FutureAGI’s approach is to treat recursive chunking as a versioned retrieval policy that must earn promotion with evals, not as a preprocessing detail hidden behind embeddings. The anchor surface is eval:ChunkAttribution, implemented as fi.evals.ChunkAttribution. It checks whether the final answer can be attributed to the retrieved chunks. Teams usually pair it with ChunkUtilization, ContextRelevance, and Groundedness to separate three failures: bad retrieval, unused evidence, and unsupported generation.

Example: a support agent indexes onboarding docs, pricing pages, and API references. The team tries a recursive splitter with separator order ["## ", "\n\n", ". ", " "], a 700-token limit, and 120-token overlap. FutureAGI logs the retrieval spans through traceAI-langchain, including retrieved chunk text, source URI, rank, chunk token count, and chunk-policy version. The engineer runs the old and new indexes against the same golden dataset, then checks eval-fail-rate-by-cohort for billing, setup, and error-code questions.

Unlike Ragas faithfulness, which mainly asks whether the answer is supported by the supplied context, this workflow keeps the chunking decision visible. If ContextRelevance improves but ChunkAttribution drops on pricing questions, the retriever found topical chunks but not enough contiguous evidence. The engineer changes overlap for pricing pages, re-embeds that corpus version, and blocks the rollout until the regression eval clears the agreed threshold.

How to Measure or Detect Recursive Chunking

Measure recursive chunking at both the index version and trace level:

ChunkAttribution: returns whether answer claims can be tied to retrieved chunks.
ChunkUtilization: shows whether retrieved evidence was actually used by the generator.
ContextRelevance: scores whether chunks answer the query before generation starts.
Dashboard signals: top-k recall on golden queries, eval-fail-rate-by-cohort, context token count, token-cost-per-trace, and cited-answer thumbs-down rate.
Trace fields: store chunk-policy version, source URI, rank, chunk token count, overlap size, and separator family.

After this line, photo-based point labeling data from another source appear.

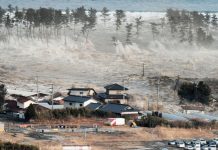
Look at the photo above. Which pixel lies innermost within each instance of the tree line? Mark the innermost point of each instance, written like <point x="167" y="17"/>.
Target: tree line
<point x="51" y="22"/>
<point x="187" y="26"/>
<point x="34" y="112"/>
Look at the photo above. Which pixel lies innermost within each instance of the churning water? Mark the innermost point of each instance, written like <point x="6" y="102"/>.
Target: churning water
<point x="128" y="5"/>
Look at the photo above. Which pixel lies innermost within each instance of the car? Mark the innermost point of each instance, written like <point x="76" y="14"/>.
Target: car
<point x="212" y="147"/>
<point x="193" y="141"/>
<point x="216" y="141"/>
<point x="205" y="147"/>
<point x="203" y="141"/>
<point x="189" y="147"/>
<point x="211" y="142"/>
<point x="197" y="145"/>
<point x="180" y="144"/>
<point x="172" y="142"/>
<point x="188" y="142"/>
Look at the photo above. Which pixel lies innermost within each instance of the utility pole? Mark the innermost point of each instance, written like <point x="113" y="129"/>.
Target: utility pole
<point x="37" y="87"/>
<point x="158" y="90"/>
<point x="123" y="89"/>
<point x="51" y="91"/>
<point x="143" y="69"/>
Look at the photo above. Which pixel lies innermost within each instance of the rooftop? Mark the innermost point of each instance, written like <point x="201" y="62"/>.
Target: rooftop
<point x="78" y="99"/>
<point x="115" y="86"/>
<point x="80" y="89"/>
<point x="46" y="105"/>
<point x="189" y="107"/>
<point x="23" y="100"/>
<point x="93" y="106"/>
<point x="117" y="108"/>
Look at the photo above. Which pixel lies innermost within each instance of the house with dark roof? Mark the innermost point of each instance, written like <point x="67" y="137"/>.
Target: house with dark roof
<point x="114" y="93"/>
<point x="93" y="106"/>
<point x="82" y="92"/>
<point x="12" y="109"/>
<point x="119" y="109"/>
<point x="74" y="101"/>
<point x="188" y="109"/>
<point x="23" y="102"/>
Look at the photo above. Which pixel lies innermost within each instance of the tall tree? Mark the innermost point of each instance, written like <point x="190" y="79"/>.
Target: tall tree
<point x="120" y="16"/>
<point x="139" y="23"/>
<point x="154" y="30"/>
<point x="90" y="22"/>
<point x="214" y="20"/>
<point x="3" y="92"/>
<point x="2" y="12"/>
<point x="105" y="14"/>
<point x="128" y="33"/>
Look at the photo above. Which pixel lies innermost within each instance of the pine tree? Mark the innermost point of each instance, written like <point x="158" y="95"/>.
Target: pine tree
<point x="3" y="92"/>
<point x="128" y="34"/>
<point x="120" y="15"/>
<point x="214" y="20"/>
<point x="105" y="14"/>
<point x="138" y="25"/>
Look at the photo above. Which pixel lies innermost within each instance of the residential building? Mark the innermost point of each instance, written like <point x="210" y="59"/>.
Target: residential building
<point x="188" y="109"/>
<point x="93" y="106"/>
<point x="74" y="101"/>
<point x="114" y="93"/>
<point x="24" y="102"/>
<point x="119" y="109"/>
<point x="82" y="92"/>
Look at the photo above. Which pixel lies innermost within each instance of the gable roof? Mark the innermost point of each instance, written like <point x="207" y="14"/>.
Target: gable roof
<point x="46" y="105"/>
<point x="80" y="89"/>
<point x="189" y="107"/>
<point x="77" y="99"/>
<point x="117" y="108"/>
<point x="23" y="100"/>
<point x="93" y="106"/>
<point x="115" y="86"/>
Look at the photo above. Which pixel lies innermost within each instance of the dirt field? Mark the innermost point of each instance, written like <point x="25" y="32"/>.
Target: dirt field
<point x="119" y="138"/>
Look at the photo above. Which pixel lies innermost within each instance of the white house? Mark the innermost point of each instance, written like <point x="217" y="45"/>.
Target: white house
<point x="24" y="103"/>
<point x="73" y="101"/>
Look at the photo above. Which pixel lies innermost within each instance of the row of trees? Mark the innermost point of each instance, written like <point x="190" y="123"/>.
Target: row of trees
<point x="15" y="146"/>
<point x="153" y="121"/>
<point x="188" y="26"/>
<point x="3" y="92"/>
<point x="33" y="112"/>
<point x="50" y="22"/>
<point x="200" y="92"/>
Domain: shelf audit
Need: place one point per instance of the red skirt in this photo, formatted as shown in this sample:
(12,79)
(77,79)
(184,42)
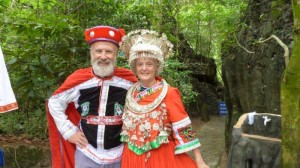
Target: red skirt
(162,157)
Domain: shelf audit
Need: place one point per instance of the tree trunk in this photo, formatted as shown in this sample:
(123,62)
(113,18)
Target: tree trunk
(290,100)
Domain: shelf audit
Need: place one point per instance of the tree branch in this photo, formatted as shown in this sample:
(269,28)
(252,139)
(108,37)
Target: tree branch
(286,49)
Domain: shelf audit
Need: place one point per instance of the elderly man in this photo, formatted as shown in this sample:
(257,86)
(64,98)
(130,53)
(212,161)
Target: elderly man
(84,113)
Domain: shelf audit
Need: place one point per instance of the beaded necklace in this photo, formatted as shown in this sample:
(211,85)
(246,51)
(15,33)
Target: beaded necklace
(147,91)
(135,107)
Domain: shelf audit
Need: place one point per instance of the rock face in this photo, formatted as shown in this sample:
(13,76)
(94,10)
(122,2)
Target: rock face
(257,144)
(204,81)
(252,71)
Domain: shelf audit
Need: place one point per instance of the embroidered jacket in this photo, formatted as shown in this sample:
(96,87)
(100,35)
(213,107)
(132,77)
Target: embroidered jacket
(93,105)
(144,120)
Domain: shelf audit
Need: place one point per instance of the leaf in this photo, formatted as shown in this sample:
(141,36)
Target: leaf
(44,59)
(12,61)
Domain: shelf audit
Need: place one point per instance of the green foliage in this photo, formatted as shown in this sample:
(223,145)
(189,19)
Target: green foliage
(176,75)
(43,43)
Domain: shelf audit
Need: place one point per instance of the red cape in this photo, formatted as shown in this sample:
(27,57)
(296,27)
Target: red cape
(62,151)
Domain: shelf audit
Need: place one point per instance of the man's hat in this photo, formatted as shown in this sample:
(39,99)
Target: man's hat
(104,33)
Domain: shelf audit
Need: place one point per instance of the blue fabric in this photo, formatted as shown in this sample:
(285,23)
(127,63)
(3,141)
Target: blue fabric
(1,157)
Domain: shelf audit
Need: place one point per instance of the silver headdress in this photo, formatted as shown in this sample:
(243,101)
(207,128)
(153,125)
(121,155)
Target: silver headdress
(146,43)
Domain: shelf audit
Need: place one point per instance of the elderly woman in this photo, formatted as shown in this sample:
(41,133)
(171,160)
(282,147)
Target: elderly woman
(150,104)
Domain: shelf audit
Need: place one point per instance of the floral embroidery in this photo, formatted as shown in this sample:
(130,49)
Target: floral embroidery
(187,133)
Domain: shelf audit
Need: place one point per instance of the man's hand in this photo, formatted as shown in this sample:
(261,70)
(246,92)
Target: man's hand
(79,139)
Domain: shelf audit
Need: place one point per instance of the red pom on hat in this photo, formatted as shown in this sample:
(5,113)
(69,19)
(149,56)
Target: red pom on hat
(104,33)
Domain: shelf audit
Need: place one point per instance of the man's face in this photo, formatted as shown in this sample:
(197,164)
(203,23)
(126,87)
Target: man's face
(103,58)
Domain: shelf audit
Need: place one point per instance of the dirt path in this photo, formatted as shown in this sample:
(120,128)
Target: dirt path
(212,139)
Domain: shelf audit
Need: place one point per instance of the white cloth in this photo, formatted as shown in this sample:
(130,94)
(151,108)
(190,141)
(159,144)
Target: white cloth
(7,97)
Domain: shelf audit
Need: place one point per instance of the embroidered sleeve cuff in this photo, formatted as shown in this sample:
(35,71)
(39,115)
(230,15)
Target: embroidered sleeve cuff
(67,132)
(187,146)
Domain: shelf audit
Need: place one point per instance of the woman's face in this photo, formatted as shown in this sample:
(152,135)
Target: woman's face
(146,69)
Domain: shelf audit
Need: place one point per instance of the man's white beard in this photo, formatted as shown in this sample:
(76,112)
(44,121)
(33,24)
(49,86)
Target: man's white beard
(103,71)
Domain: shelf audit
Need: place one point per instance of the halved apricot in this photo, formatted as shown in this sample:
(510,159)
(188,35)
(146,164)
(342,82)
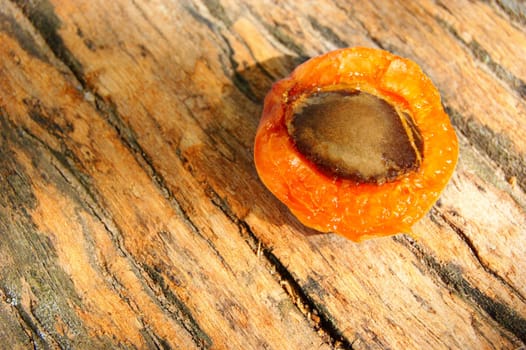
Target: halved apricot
(356,142)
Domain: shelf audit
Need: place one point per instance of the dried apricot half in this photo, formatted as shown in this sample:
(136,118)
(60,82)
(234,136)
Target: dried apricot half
(356,142)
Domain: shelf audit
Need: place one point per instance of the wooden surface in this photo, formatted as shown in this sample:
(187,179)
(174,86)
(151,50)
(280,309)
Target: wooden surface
(131,215)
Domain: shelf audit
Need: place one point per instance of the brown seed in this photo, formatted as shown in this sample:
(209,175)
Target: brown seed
(356,135)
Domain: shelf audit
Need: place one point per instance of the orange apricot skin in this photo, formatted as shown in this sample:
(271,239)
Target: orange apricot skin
(329,204)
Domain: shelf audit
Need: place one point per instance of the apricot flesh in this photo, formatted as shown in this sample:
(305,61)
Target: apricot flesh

from fi.evals import ChunkAttribution

result = ChunkAttribution().evaluate(
    output="Annual plans have a 30-day refund window.",
    context=["Billing policy: annual plans have a 30-day refund window."]
)
print(result.score, result.reason)

Detection is strongest when each retrieval span preserves the chunk policy. If attribution falls after a parser change while relevance stays flat, inspect boundary changes before tuning prompts.

Common Mistakes

Recursive chunking is simple enough to adopt quickly, which makes its failure modes easy to miss during ingestion work.

Using one separator order for every corpus. Markdown docs, PDFs, tables, and code need different boundary rules.
Optimizing only chunk size. A 500-token target is meaningless if it splits definitions from exceptions.
Adding overlap without measuring cost. More overlap can improve attribution while raising token-cost-per-trace and duplicate retrieval.
Re-embedding without policy versioning. Boundary changes create a new retrieval artifact and need regression comparison.
Trusting citations alone. A citation can point to a related chunk while omitting the sentence that proves the answer.